Frost was Patriacca’s treating orthopedic physician for most of Patriacca’s life. In April 1998, Patriacca consulted Frost regarding a knee injury. After many months of conservative treatment, Frost operated on Patriacca in December 1999 to reconstruct a torn ligament in her left knee. One risk of such surgery is that the patella tendon is weakened and may rupture if a patient falls or reinjures the knee.

The day following the surgery, Patriacca fell on her left knee twice, once at home and once at the doctor’s office. Dr. Frost examined her but did not order an X-ray or MRI. 1 During January 2000, Frost examined Patriacca seven more times. In March 2000, Patriacca consulted Dr. Joseph Milne, a Fort Worth orthopedist, complaining again of pain in the left knee. Milne determined Patriacca had ruptured her patella tendon and performed a second surgery to correct this in April 2000.

On December 20, 2000, Patriacca sued Frost for medical malpractice, alleging that Frost was negligent and grossly negligent in treating her condition; she sought actual and special damages.

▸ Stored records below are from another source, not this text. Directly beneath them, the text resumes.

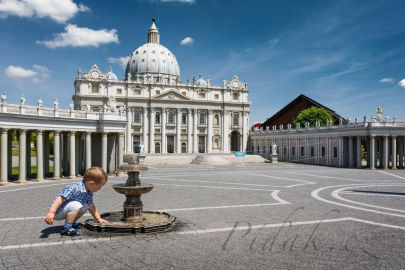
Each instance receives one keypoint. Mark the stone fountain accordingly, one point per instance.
(133, 219)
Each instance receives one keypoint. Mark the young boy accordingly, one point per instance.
(75, 199)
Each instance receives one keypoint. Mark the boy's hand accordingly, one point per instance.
(100, 220)
(49, 218)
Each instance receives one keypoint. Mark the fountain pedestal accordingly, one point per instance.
(133, 219)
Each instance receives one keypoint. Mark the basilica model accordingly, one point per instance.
(165, 115)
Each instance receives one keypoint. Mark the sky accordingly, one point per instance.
(346, 55)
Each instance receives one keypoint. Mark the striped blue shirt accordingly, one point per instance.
(75, 192)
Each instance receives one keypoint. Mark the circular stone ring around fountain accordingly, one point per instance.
(133, 219)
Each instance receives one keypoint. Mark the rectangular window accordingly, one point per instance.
(137, 117)
(183, 119)
(94, 88)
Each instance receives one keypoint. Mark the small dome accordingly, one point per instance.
(111, 75)
(201, 81)
(152, 58)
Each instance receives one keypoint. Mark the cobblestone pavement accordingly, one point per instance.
(258, 216)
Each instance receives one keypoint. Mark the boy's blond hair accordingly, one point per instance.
(96, 174)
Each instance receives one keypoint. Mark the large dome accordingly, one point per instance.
(152, 58)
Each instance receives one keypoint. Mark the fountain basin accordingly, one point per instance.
(151, 222)
(132, 190)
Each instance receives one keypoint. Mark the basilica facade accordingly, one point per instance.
(163, 114)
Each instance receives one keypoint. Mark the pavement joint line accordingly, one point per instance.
(331, 177)
(210, 182)
(282, 178)
(391, 174)
(372, 194)
(274, 195)
(315, 194)
(336, 192)
(195, 232)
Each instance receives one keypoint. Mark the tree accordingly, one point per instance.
(312, 115)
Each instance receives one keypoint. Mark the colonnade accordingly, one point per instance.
(372, 151)
(73, 153)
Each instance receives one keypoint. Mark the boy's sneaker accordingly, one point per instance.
(70, 232)
(77, 225)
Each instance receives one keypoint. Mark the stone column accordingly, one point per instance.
(385, 152)
(128, 133)
(195, 133)
(178, 131)
(145, 129)
(394, 152)
(317, 150)
(28, 155)
(401, 152)
(88, 150)
(72, 155)
(189, 131)
(226, 131)
(209, 132)
(152, 130)
(56, 155)
(120, 149)
(358, 151)
(4, 161)
(351, 154)
(104, 151)
(40, 156)
(22, 166)
(245, 130)
(46, 153)
(372, 152)
(164, 146)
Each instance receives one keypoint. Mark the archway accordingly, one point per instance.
(235, 141)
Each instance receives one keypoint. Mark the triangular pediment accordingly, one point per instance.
(171, 95)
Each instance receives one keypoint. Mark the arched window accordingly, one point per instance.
(217, 120)
(202, 118)
(137, 117)
(183, 148)
(236, 119)
(184, 119)
(170, 119)
(157, 147)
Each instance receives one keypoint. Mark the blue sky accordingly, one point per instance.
(347, 55)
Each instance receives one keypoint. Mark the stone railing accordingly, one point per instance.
(349, 125)
(57, 112)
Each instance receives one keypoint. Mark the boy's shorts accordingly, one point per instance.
(71, 207)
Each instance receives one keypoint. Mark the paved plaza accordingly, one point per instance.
(253, 216)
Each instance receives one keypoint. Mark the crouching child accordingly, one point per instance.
(75, 199)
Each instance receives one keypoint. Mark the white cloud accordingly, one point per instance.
(58, 10)
(402, 83)
(387, 80)
(182, 1)
(81, 37)
(36, 74)
(187, 41)
(122, 61)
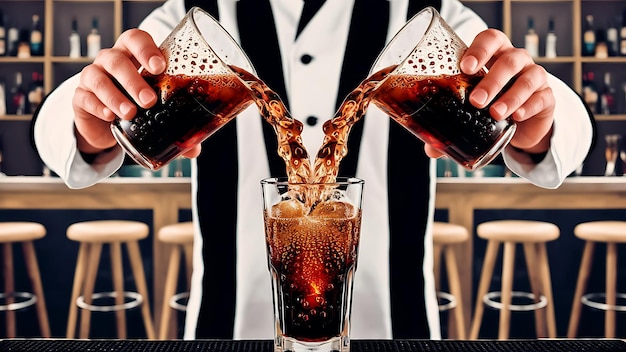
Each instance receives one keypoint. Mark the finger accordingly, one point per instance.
(193, 152)
(142, 48)
(484, 47)
(518, 93)
(93, 79)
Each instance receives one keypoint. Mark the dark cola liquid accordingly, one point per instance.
(437, 110)
(311, 282)
(188, 110)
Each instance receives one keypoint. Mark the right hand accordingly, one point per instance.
(98, 99)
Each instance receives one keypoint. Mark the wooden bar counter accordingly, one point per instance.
(459, 196)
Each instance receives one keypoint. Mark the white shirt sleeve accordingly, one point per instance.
(572, 132)
(54, 124)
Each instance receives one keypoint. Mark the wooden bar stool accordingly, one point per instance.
(533, 235)
(24, 233)
(92, 235)
(179, 237)
(612, 233)
(445, 237)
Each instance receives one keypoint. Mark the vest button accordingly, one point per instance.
(306, 59)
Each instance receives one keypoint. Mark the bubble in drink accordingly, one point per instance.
(311, 257)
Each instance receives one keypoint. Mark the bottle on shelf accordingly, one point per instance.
(3, 35)
(622, 34)
(23, 44)
(13, 37)
(74, 40)
(531, 39)
(551, 40)
(18, 94)
(612, 38)
(606, 102)
(36, 38)
(590, 91)
(602, 48)
(589, 37)
(36, 91)
(93, 40)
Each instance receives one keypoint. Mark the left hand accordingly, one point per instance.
(529, 99)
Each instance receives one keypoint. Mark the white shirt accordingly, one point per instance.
(312, 91)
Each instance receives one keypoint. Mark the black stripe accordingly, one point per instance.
(259, 40)
(217, 206)
(409, 194)
(367, 36)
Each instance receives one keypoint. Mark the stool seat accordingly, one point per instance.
(446, 233)
(602, 231)
(21, 231)
(107, 231)
(180, 233)
(533, 235)
(612, 233)
(522, 231)
(92, 236)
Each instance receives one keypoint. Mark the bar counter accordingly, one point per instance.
(459, 196)
(356, 346)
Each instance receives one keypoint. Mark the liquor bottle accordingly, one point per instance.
(551, 40)
(589, 37)
(612, 39)
(606, 102)
(531, 39)
(3, 35)
(622, 34)
(590, 92)
(18, 95)
(35, 91)
(602, 48)
(13, 37)
(93, 40)
(36, 38)
(74, 40)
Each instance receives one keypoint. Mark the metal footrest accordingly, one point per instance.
(449, 301)
(135, 300)
(489, 300)
(28, 299)
(593, 300)
(174, 301)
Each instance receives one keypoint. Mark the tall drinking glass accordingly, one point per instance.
(312, 235)
(198, 93)
(422, 88)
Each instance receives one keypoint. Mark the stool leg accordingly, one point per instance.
(535, 284)
(437, 249)
(483, 286)
(581, 284)
(455, 288)
(35, 278)
(93, 259)
(79, 276)
(546, 285)
(189, 263)
(118, 285)
(9, 286)
(507, 288)
(611, 289)
(142, 287)
(170, 289)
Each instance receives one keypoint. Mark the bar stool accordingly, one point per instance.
(445, 237)
(24, 233)
(179, 238)
(612, 233)
(533, 235)
(92, 235)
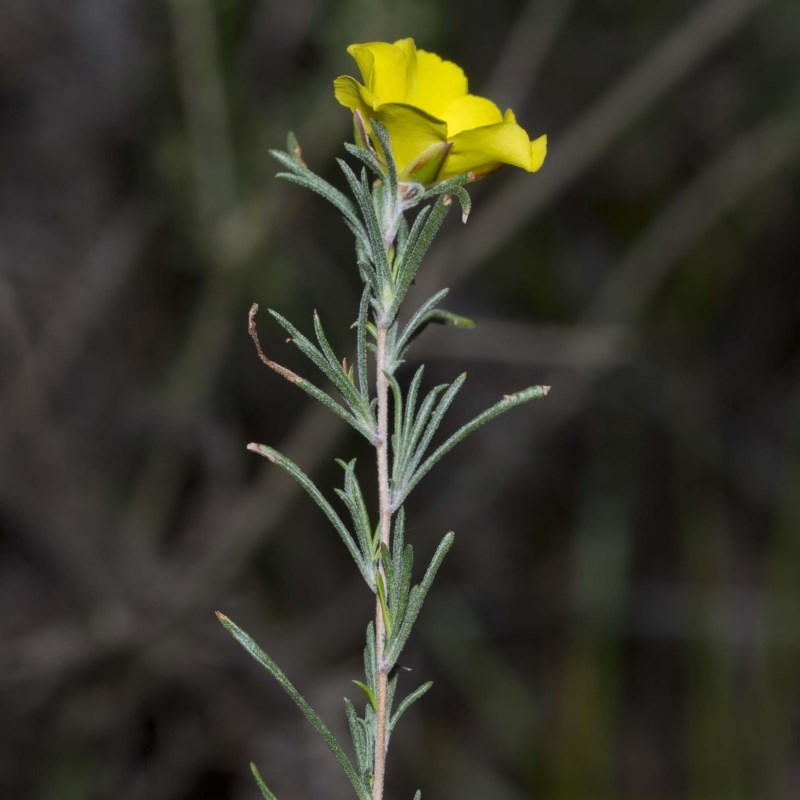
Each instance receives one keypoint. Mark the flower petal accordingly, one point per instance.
(484, 150)
(412, 131)
(470, 111)
(388, 70)
(350, 93)
(438, 83)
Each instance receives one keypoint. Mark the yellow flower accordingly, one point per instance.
(423, 102)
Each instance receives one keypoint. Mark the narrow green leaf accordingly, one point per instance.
(353, 397)
(369, 693)
(370, 667)
(508, 402)
(323, 397)
(387, 617)
(353, 498)
(410, 443)
(327, 364)
(359, 735)
(259, 655)
(415, 601)
(267, 794)
(361, 345)
(287, 465)
(373, 227)
(403, 707)
(301, 175)
(365, 157)
(417, 321)
(425, 439)
(382, 135)
(412, 257)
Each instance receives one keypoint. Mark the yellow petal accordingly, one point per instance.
(438, 83)
(486, 149)
(350, 93)
(412, 131)
(538, 152)
(387, 69)
(470, 111)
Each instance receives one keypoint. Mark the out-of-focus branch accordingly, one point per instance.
(586, 140)
(530, 39)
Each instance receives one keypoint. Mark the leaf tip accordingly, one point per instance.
(261, 450)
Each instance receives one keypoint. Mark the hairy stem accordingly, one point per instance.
(382, 451)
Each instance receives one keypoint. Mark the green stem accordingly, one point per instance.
(384, 501)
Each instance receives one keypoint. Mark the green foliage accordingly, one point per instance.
(389, 253)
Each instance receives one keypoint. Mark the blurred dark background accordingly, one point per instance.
(620, 616)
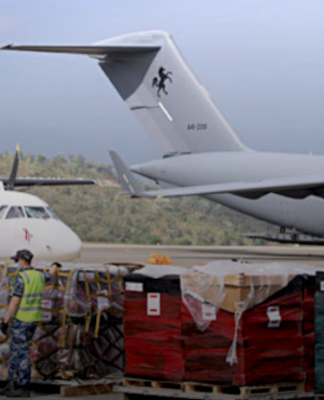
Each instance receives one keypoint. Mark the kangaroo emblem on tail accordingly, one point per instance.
(160, 83)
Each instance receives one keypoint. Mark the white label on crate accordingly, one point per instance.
(274, 316)
(47, 315)
(209, 312)
(103, 302)
(153, 304)
(134, 286)
(90, 275)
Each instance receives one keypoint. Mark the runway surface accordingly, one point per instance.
(189, 256)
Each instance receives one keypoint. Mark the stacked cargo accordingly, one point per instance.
(232, 324)
(309, 332)
(152, 324)
(81, 333)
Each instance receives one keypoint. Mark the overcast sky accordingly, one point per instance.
(262, 62)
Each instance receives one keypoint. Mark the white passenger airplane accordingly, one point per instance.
(27, 222)
(202, 154)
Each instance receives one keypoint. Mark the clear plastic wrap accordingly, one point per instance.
(234, 286)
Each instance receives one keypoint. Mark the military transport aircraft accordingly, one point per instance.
(27, 222)
(202, 154)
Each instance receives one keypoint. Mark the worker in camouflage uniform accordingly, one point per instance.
(25, 310)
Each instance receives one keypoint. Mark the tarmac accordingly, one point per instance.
(189, 256)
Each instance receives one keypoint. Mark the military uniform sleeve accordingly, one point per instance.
(48, 277)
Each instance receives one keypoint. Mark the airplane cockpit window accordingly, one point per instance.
(3, 210)
(36, 212)
(52, 213)
(15, 212)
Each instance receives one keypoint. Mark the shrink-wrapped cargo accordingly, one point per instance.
(230, 323)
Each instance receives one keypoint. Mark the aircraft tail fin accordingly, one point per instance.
(151, 76)
(173, 107)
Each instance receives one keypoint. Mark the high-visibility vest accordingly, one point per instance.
(30, 306)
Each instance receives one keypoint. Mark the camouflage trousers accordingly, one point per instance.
(19, 361)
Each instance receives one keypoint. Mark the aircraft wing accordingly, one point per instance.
(295, 187)
(25, 182)
(90, 50)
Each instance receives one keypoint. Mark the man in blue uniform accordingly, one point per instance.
(25, 310)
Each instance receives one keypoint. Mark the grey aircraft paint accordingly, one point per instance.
(204, 155)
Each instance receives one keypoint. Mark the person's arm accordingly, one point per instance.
(12, 308)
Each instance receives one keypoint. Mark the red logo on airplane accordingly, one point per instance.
(28, 235)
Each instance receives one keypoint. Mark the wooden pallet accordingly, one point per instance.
(214, 389)
(85, 390)
(148, 383)
(245, 391)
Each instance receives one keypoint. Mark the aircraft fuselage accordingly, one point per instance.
(304, 214)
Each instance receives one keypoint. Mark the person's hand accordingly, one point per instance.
(4, 328)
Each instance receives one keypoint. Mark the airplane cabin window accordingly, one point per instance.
(3, 210)
(52, 213)
(15, 212)
(36, 212)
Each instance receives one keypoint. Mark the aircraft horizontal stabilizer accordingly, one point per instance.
(125, 177)
(28, 182)
(90, 50)
(296, 187)
(288, 238)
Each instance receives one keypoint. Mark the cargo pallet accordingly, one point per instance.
(133, 388)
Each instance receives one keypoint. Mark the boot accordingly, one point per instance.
(8, 388)
(19, 392)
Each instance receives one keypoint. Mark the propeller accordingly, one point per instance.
(11, 182)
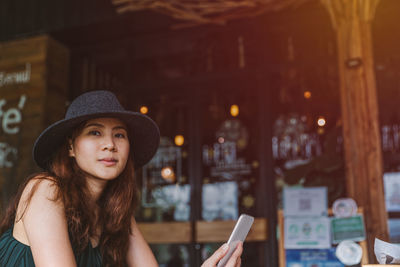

A plaintiff in a medical malpractice suit must either (1) file a $5,000 cost bond or place $5,000 cash in an escrow account for each defendant named in the suit, or (2) furnish to opposing counsel, within 180 days from the date suit is filed, a medical expert’s report in regard to each named defendant. Tex.Rev.Civ. Stat. Ann. art. 4590i, § 13.01(a) (Vernon Supp.2002). The report must identify the plaintiffs experts, provide a curriculum vitae for each, and contain a fair summary of the manner in which the medical care rendered failed to meet the applicable standard of care and the causal relationship between the failure and plaintiffs injury. Id. at § 13.01(r)(6); Latham v. Castillo, 972 S.W.2d 66, 73 (Tex.1998). An initial expert report prepared to satisfy the requirements of article 4590i, however, is not admissible evidence and cannot be used in a deposition, trial, or other proceeding. Tex.Rev.Civ. Stat. Ann. art. 4590i, § 13.01(k); Trusty v. Strayhorn, 87 S.W.3d 756, 761-62 (Tex.App.-Texarkana 2002, no pet.). Instead of being able to use the initial report, a plaintiff must designate qualified expert witnesses *305 to testify as to whether the defendant physician departed from accepted standards of medical care. Tbx.Rev.Civ. Stat. Ann. art. 4590i, § 14.01 (Vernon Supp.2002). Although Patriacca’s 4590i report is not part of the record before us, the parties acknowledge that Patriacca timely submitted an initial expert report from Dr. Andrew Levine. It is the list of designated experts and an affidavit from Dr. Levine that were not timely filed. The list was sent to Frost’s former counsel; Levine’s affidavit was not submitted until Patriacca filed a motion for new trial.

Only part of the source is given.